The United States government published guidelines designed to help organizations limit harm from AI.

What's new: The National Institute for Standards and Technology, which recommends technological standards in a variety of industries, released the initial version of its AI Risk Management Framework.

What it says: The framework outlines principles for defining classes of potential harm, building trustworthy systems, and defending against AI-related risks as they emerge.

  • Broad categories of AI-related risk include harm to people (by, say, causing medical distress or undermining civil liberties), harm to organizations (such as security breach or financial loss), and harm to ecosystems (both natural and artificial; for example, global financial networks).
  • Trustworthy AI systems are validated, privacy-enhanced, secure, explainable, fair, and accountable. Validated AI systems are accurate, reliable, and generalized to data and settings beyond their training. Privacy-enhanced systems protect the anonymity and confidentiality of people and their data.
  • Organizations can manage emerging capabilities by mapping risks that arise from a system’s intended uses, measuring risks, handling risks based on their projected impact, and, above all, cultivating a culture of transparency around mitigating risk.
  • NIST plans to evaluate the framework on an ongoing basis and will release an update in a few months.
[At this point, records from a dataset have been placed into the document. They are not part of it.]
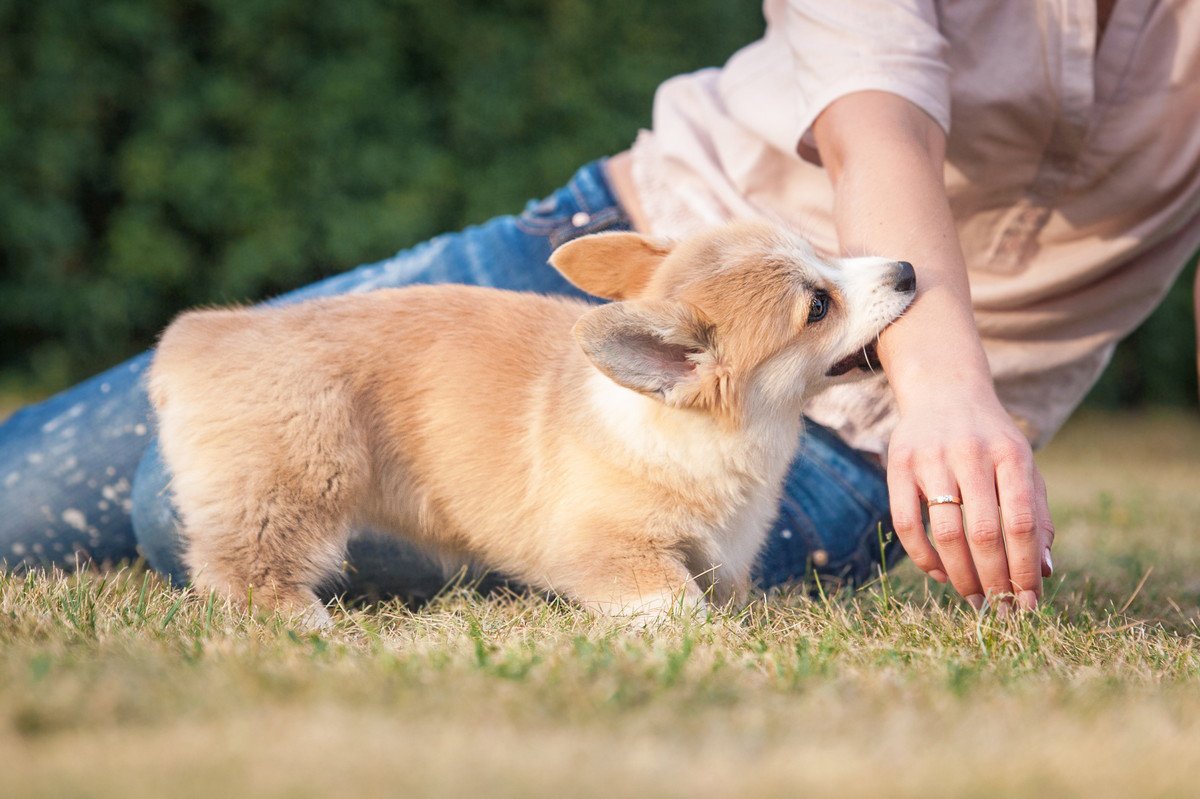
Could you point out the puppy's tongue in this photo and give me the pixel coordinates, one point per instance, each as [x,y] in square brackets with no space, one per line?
[865,358]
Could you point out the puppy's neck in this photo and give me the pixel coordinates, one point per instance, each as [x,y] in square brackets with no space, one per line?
[683,443]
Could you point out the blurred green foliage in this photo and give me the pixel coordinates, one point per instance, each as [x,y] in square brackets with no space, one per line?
[159,154]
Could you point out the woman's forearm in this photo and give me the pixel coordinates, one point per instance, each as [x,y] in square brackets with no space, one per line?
[891,200]
[953,439]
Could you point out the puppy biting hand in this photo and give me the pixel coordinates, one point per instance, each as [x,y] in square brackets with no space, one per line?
[629,455]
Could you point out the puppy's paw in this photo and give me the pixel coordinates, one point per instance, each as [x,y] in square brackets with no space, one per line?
[315,618]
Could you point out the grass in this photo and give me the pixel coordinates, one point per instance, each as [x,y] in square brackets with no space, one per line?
[117,685]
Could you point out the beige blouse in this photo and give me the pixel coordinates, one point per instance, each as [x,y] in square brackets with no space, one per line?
[1073,172]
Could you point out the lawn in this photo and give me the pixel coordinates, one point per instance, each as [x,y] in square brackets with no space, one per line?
[114,685]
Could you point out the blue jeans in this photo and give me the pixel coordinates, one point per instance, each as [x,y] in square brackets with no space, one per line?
[81,476]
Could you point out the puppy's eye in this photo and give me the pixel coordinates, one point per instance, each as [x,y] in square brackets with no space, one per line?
[819,306]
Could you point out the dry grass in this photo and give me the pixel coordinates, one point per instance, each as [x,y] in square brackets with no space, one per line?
[115,685]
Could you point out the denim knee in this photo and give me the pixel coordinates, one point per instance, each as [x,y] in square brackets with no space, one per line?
[155,521]
[832,515]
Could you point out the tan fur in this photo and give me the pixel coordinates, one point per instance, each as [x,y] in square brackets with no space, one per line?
[629,466]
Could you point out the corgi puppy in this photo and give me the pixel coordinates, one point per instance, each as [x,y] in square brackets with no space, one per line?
[627,456]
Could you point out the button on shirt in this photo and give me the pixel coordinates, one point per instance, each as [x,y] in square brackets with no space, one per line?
[1072,170]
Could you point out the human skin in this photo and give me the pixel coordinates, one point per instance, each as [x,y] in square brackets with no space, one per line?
[885,157]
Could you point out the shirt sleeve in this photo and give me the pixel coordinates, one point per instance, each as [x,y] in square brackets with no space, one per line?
[817,50]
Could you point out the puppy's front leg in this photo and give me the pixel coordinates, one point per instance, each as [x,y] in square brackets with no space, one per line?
[631,578]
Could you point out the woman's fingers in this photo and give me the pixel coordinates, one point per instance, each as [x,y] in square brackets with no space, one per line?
[984,534]
[1018,486]
[946,528]
[909,522]
[1045,522]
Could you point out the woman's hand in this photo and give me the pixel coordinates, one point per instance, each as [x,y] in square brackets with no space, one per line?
[997,544]
[885,157]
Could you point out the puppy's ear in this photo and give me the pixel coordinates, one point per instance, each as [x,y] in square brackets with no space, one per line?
[660,349]
[610,265]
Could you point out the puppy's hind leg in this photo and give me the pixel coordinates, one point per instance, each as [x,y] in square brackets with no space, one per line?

Behind the news: NIST’s framework, created in response to a 2021 order from Congress, incorporates feedback from over 240 organizations. It’s backed by corporations including IBM and Microsoft, lobbyists such as the U.S. Chamber of Commerce, nonprofits like the National Science Foundation, and think tanks like the Future of Life Institute.

Why it matters: A 2019 paper counted 84 efforts to codify best practices for managing AI risks. NIST’s effort marks a step away from this jigsaw-puzzle approach and toward guidelines that have broad support and thus are more likely to be implemented.

We're thinking: A framework like this is necessarily general, and different organizations will implement it very differently. For example, reliability in healthcare is very different from reliability in an app that customizes selfies, leading to different approaches to monitoring AI systems. It will take disciplined effort to translate these high-level ideas into specific practices — but it’s likely to head off tremendous trouble down the line.